Outdoors

Undercover robot animals helping in hunt for poachers

Brian Wolslegel with two of his creations; demand for wildlife robots is huge, says Jim Reed of the Humane Society Wildlife Land Trust, which donates them to anti-poaching agencies.
Brian Wolslegel with two of his creations; demand for wildlife robots is huge, says Jim Reed of the Humane Society Wildlife Land Trust, which donates them to anti-poaching agencies. Custom Robotic Wildlife

Two men in Maryland recently achieved Internet infamy when they were temporarily banned from hunting after they’d used crossbows to shoot a deer on state land.

Or so they thought.

The men had actually fallen prey to the ruse of a state-owned robotic deer, one of a growing number of remote-controlled decoys being used by American wildlife law enforcement to stop poachers. Across the nation, a small army of deer, elk, bear, turkey, fox and wolf dummies has been deployed to catch people who hunt in the wrong place, in the wrong season or otherwise illegally.

Here’s how it works: Officers truck a robo-animal out into the wild and stage it in an area where they’ve been tipped off about illegal hunting. Then the officers sit out of sight — in a truck, or maybe crouching in bushes — and use a remote to move the animal’s head, tail or legs.

Demand for the decoys is huge, said Jim Reed of the Humane Society Wildlife Land Trust, which donates them to anti-poaching agencies. Game wardens are chronically underfunded, he said, and robo-wildlife is pricy: A deer costs about $2,000; a black bear, up to $5,000. Wardens also are busy — the Humane Society says hunters kill at least as many animals illegally as legally.
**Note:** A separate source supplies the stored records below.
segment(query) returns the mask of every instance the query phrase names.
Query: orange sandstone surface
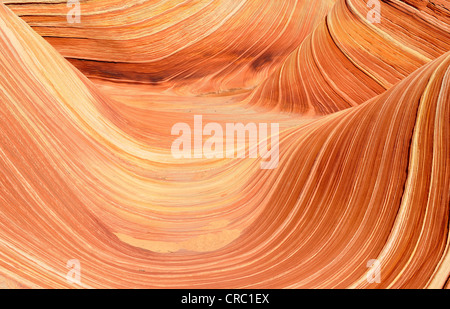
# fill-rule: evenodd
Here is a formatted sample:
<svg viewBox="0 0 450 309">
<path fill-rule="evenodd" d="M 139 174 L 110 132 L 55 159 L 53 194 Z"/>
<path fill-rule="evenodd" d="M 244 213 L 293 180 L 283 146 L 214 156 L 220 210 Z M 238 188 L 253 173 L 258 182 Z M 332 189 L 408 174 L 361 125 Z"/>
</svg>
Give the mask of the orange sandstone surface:
<svg viewBox="0 0 450 309">
<path fill-rule="evenodd" d="M 449 287 L 448 1 L 68 10 L 0 4 L 0 288 Z M 277 168 L 175 158 L 194 115 Z"/>
</svg>

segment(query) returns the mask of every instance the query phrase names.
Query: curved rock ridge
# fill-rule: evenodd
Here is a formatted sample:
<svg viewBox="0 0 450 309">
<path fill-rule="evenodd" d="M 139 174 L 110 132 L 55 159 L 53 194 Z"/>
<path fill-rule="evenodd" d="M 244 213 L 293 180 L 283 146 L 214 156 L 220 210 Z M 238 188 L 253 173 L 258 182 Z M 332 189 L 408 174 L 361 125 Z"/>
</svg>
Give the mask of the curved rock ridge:
<svg viewBox="0 0 450 309">
<path fill-rule="evenodd" d="M 359 105 L 450 50 L 441 21 L 401 1 L 380 2 L 381 23 L 364 0 L 337 1 L 326 19 L 253 92 L 250 104 L 302 115 Z"/>
<path fill-rule="evenodd" d="M 445 2 L 5 3 L 0 287 L 448 288 Z M 175 158 L 196 115 L 278 123 L 277 168 Z"/>
<path fill-rule="evenodd" d="M 73 24 L 65 2 L 5 4 L 89 77 L 209 93 L 255 87 L 334 2 L 87 1 Z"/>
</svg>

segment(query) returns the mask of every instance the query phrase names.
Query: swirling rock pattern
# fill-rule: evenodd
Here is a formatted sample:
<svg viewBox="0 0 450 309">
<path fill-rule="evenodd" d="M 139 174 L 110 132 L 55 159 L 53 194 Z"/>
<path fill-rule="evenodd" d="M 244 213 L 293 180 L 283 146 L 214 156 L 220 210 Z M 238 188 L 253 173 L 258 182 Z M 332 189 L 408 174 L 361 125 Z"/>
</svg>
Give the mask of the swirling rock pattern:
<svg viewBox="0 0 450 309">
<path fill-rule="evenodd" d="M 0 287 L 449 287 L 447 1 L 81 5 L 0 4 Z M 193 115 L 278 168 L 173 158 Z"/>
</svg>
The decoys look so alive because, well, they once were, said Brian Wolslegel, owner of the Wisconsin-based Custom Robotic Wildlife. Wolslegel — who does not hunt but instead raises deer in his backyard — makes the dummies out of hides acquired legally from hunters, game wardens or online.
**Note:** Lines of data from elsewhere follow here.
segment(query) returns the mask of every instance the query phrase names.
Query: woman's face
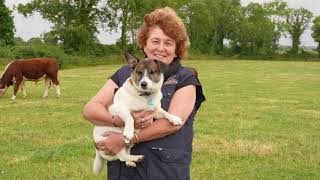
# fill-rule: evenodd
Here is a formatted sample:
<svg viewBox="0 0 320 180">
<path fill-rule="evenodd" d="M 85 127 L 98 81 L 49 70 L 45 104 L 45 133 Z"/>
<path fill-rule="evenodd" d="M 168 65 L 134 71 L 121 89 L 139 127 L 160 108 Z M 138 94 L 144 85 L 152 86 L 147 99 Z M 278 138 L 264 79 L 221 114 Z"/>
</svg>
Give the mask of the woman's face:
<svg viewBox="0 0 320 180">
<path fill-rule="evenodd" d="M 149 31 L 149 37 L 143 48 L 147 57 L 170 64 L 176 55 L 176 42 L 168 37 L 162 29 L 154 26 Z"/>
</svg>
Each year, he sells as many as 100 whitetail deer, by far his most popular item. Officers, he said, tell him they make as much as $30,000 in fines off each fake animal.

“To have a poacher, a wild animal and a law enforcement officer at the same scene, it’s like winning the lottery,” he said. And then if the poacher is caught, “the animal already died in the process.”
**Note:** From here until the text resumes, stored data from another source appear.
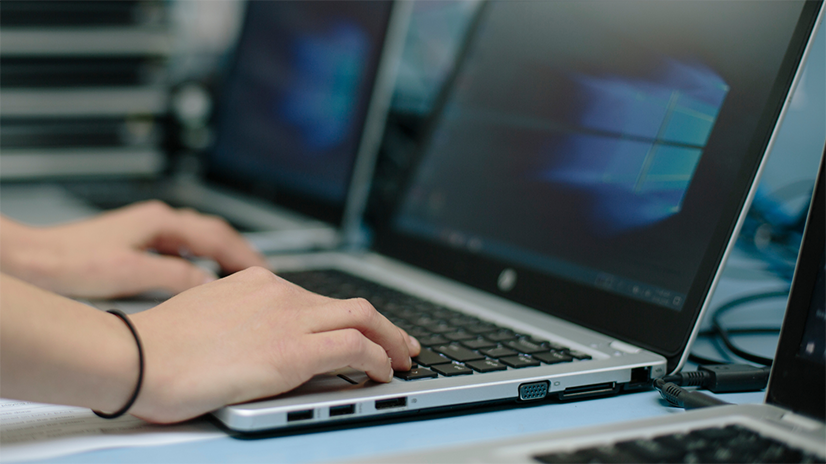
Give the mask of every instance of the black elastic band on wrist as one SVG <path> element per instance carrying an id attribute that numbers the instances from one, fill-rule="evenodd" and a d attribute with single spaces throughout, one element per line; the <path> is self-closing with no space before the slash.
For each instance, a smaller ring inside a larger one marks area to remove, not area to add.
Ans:
<path id="1" fill-rule="evenodd" d="M 93 413 L 102 417 L 104 419 L 115 419 L 116 417 L 120 417 L 126 414 L 126 411 L 135 404 L 135 400 L 138 399 L 138 393 L 141 392 L 141 385 L 143 384 L 143 345 L 141 345 L 141 339 L 138 337 L 138 331 L 135 330 L 135 326 L 132 325 L 132 321 L 126 317 L 126 314 L 119 309 L 110 309 L 106 311 L 107 313 L 112 313 L 115 316 L 121 318 L 123 322 L 129 327 L 129 331 L 132 332 L 132 336 L 135 337 L 135 343 L 138 345 L 138 384 L 135 385 L 135 391 L 132 393 L 132 396 L 129 398 L 129 401 L 126 402 L 126 405 L 120 410 L 113 412 L 112 414 L 106 414 L 105 412 L 95 411 L 92 410 Z"/>

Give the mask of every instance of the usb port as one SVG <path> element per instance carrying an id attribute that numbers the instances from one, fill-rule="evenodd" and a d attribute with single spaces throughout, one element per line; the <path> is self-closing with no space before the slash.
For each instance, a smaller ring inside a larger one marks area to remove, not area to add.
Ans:
<path id="1" fill-rule="evenodd" d="M 407 406 L 407 397 L 405 396 L 376 401 L 376 409 L 402 408 L 404 406 Z"/>
<path id="2" fill-rule="evenodd" d="M 330 417 L 347 416 L 356 412 L 355 404 L 342 404 L 330 408 Z"/>
<path id="3" fill-rule="evenodd" d="M 302 421 L 313 418 L 313 410 L 293 411 L 287 413 L 287 422 Z"/>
Robo-wildlife, it turns out, are pretty hard to kill. If a bullet busts the motor, it’s replaceable, Wolslegel said. And most have a Styrofoam core, so a high-powered rifle shot passes through “with minimal damage,” Reed said. In fact, he said, some of the most realistic-looking decoys have been shot 100 times or more.

“The typical deer in the forest is not going to appear well-groomed. It may have a little mud stuck on its back, some hairs ruffled from the wind,” Reed said. The best decoys, he said, “get well-seasoned.”